Bible Commentaries

Sutcliffe's Commentary on the Old and New Testaments

Nehemiah 7

Clinging to a Counterfeit Cross
Verses 1-73

Nehemiah 7:2. I gave my brother Hanani, probably his eldest brother, who had come to Shushan to represent the injuries sustained by the Jews, from the governor in Samaria: Nehemiah 1:2.—And Hananiah, ruler of the palace, charge over Jerusalem; Nehemiah being bound by promise to return to Persia.

Nehemiah 7:4. The city was large and great. The walls round about the upper and lower city, might be about a hundred furlongs, or twelve miles. The population of forty three thousand Hebrews, and seven thousand servants, as in Nehemiah 7:67, amount to fifty thousand.

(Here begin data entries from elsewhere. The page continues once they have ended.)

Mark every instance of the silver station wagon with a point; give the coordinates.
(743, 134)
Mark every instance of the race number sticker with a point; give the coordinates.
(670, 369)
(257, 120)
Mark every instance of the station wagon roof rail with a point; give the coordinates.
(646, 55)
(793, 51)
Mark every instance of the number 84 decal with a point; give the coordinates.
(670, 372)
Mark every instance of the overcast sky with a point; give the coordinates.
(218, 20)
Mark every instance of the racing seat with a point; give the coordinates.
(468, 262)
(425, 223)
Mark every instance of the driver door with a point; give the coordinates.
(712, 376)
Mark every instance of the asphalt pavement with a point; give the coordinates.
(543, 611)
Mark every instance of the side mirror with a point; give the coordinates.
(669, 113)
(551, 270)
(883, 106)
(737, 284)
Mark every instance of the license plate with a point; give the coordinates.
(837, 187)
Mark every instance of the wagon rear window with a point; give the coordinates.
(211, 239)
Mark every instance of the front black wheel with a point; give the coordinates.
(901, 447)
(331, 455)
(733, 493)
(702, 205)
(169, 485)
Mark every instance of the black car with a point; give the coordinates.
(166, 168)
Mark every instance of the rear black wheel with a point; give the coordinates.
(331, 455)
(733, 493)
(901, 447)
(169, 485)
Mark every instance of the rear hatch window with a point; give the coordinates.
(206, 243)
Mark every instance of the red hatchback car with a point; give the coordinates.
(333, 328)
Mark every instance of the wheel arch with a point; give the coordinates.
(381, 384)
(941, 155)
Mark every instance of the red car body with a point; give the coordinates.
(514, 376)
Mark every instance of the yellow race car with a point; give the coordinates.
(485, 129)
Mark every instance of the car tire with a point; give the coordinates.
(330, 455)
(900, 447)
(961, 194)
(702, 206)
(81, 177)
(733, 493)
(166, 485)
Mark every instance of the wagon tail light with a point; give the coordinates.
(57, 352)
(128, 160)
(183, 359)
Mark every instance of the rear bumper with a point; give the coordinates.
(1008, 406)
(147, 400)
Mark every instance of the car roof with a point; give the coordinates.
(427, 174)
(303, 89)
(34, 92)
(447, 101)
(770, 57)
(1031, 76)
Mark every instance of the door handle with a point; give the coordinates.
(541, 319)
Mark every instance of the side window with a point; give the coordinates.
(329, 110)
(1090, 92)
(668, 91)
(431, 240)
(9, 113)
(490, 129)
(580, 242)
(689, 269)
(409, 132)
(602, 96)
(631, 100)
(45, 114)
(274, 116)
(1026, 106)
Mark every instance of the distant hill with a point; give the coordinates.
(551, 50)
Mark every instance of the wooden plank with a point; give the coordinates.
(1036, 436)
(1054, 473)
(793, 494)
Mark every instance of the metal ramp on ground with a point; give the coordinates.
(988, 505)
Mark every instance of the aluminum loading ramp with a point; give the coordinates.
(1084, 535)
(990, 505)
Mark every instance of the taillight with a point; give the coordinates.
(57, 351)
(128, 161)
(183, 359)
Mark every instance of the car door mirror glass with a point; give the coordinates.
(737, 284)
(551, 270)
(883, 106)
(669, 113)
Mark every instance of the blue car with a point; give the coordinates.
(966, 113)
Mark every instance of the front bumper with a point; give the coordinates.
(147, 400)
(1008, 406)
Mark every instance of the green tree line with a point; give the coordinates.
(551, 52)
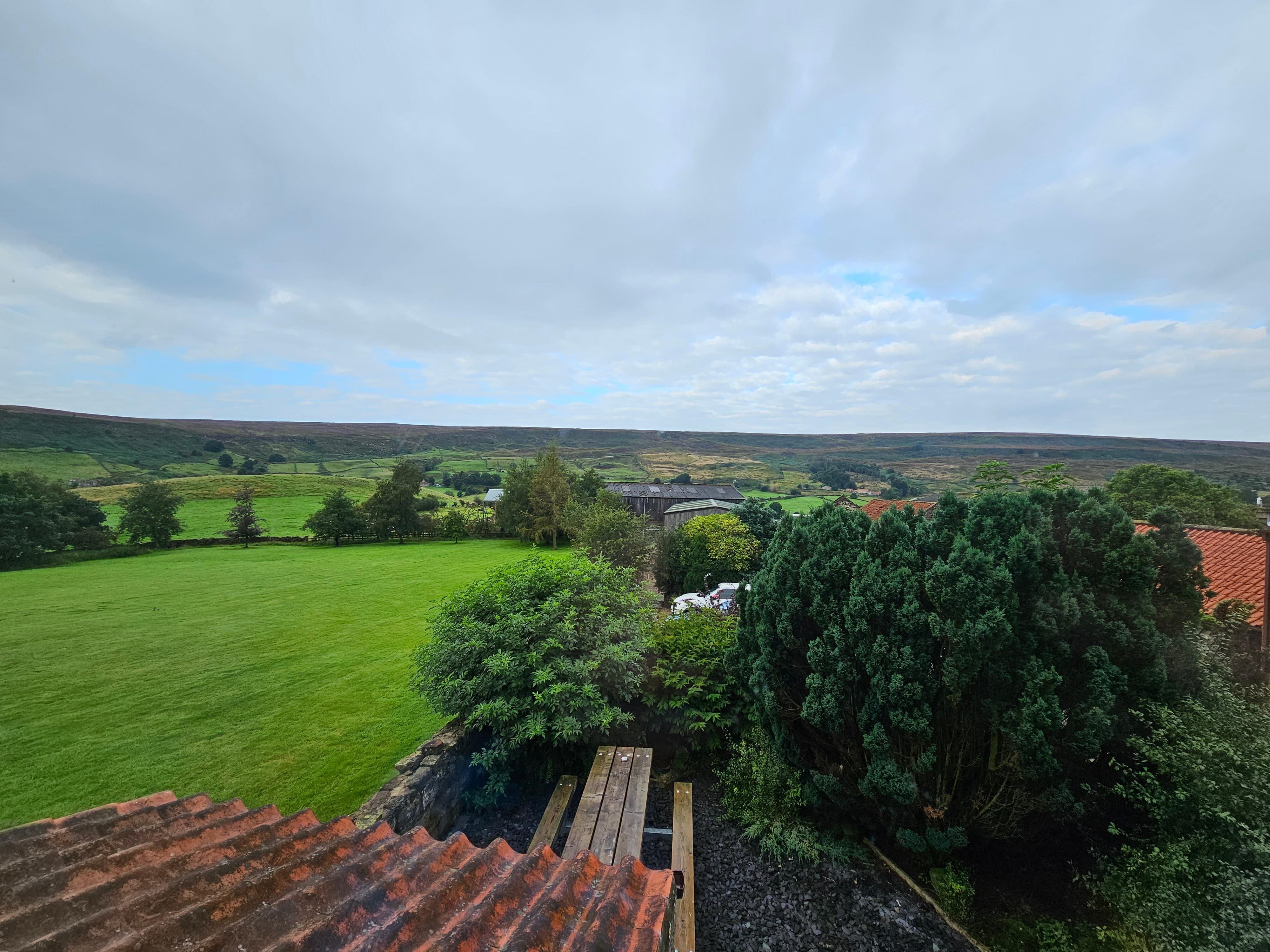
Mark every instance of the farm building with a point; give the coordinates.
(874, 508)
(653, 499)
(681, 512)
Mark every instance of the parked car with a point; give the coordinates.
(719, 600)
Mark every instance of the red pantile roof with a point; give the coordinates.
(1235, 563)
(874, 508)
(168, 874)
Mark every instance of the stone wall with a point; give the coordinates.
(429, 788)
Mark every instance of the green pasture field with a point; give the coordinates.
(53, 464)
(275, 675)
(264, 487)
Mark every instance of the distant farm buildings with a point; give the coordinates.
(656, 499)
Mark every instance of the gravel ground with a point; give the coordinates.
(749, 904)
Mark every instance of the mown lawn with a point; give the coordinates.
(276, 675)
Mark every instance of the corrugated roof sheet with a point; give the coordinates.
(700, 505)
(1235, 563)
(676, 491)
(874, 508)
(168, 874)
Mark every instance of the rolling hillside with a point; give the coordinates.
(84, 446)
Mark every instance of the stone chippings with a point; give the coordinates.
(190, 874)
(749, 904)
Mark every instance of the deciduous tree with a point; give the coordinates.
(150, 512)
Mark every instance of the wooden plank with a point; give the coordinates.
(681, 859)
(631, 837)
(604, 843)
(589, 808)
(554, 816)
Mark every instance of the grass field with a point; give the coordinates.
(276, 675)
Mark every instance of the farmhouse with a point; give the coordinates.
(874, 508)
(653, 499)
(681, 512)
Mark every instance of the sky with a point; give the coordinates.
(722, 216)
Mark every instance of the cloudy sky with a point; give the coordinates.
(783, 218)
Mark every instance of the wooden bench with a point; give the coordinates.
(610, 823)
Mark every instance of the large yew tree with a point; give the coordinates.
(968, 671)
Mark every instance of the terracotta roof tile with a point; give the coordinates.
(874, 508)
(168, 874)
(1235, 563)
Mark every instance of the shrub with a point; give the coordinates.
(39, 516)
(689, 691)
(544, 654)
(1194, 874)
(719, 546)
(150, 512)
(764, 797)
(954, 892)
(968, 671)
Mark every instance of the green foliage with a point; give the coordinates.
(150, 512)
(244, 524)
(719, 546)
(954, 892)
(968, 671)
(1051, 477)
(764, 797)
(608, 530)
(543, 654)
(689, 690)
(392, 508)
(760, 519)
(1194, 874)
(338, 519)
(453, 527)
(40, 516)
(991, 477)
(1141, 489)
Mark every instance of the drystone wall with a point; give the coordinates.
(429, 788)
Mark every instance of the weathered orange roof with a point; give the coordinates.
(168, 874)
(874, 508)
(1235, 563)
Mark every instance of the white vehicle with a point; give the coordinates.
(721, 600)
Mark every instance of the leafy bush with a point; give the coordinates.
(968, 671)
(40, 516)
(1196, 874)
(954, 892)
(1144, 488)
(719, 546)
(544, 654)
(689, 691)
(150, 512)
(609, 530)
(764, 797)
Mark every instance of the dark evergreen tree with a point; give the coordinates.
(244, 524)
(338, 519)
(968, 671)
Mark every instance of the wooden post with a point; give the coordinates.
(681, 860)
(552, 818)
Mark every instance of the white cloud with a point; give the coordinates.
(642, 219)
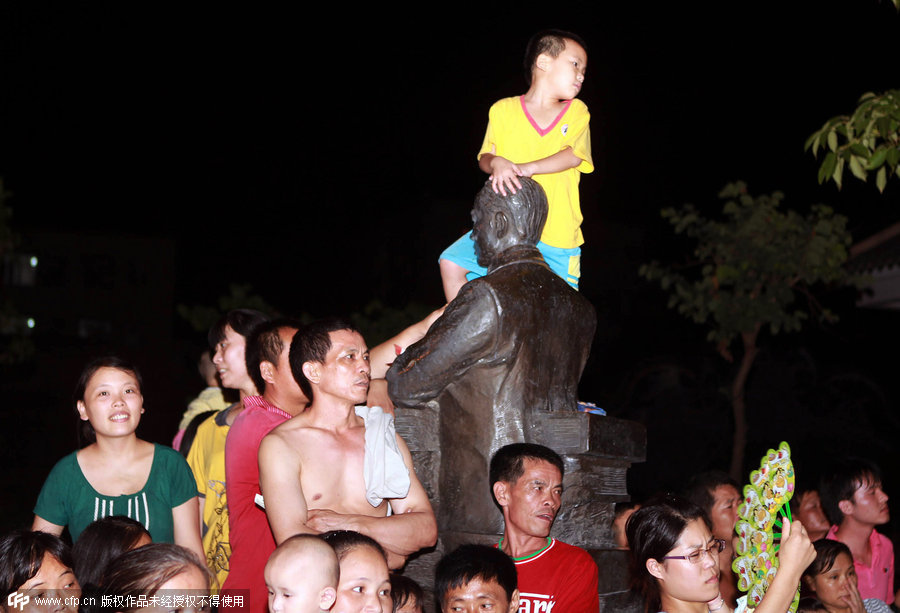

This was only a tenth part of the population, in the happier days of Jerusalem.

Nehemiah 7:7. Who came with Zerubbabel.—Azariah, called Seraiah in Esdras. Those twelve held the first place at the court. The heads of families that follow are much the same as in Ezra 2., and also in the Chronicles. These were accounted by the Jews to be nobles and elders.

Nehemiah 7:68-69. Their horses seven hundred and thirty six, which, it would seem, were kept for yeomen: Nehemiah 11:14. Mules, two hundred and forty five, for the better sort of people. Camels, four hundred and thirty five, for trade across the deserts. Asses, six thousand seven hundred and twenty, for plowing and ascending the hills.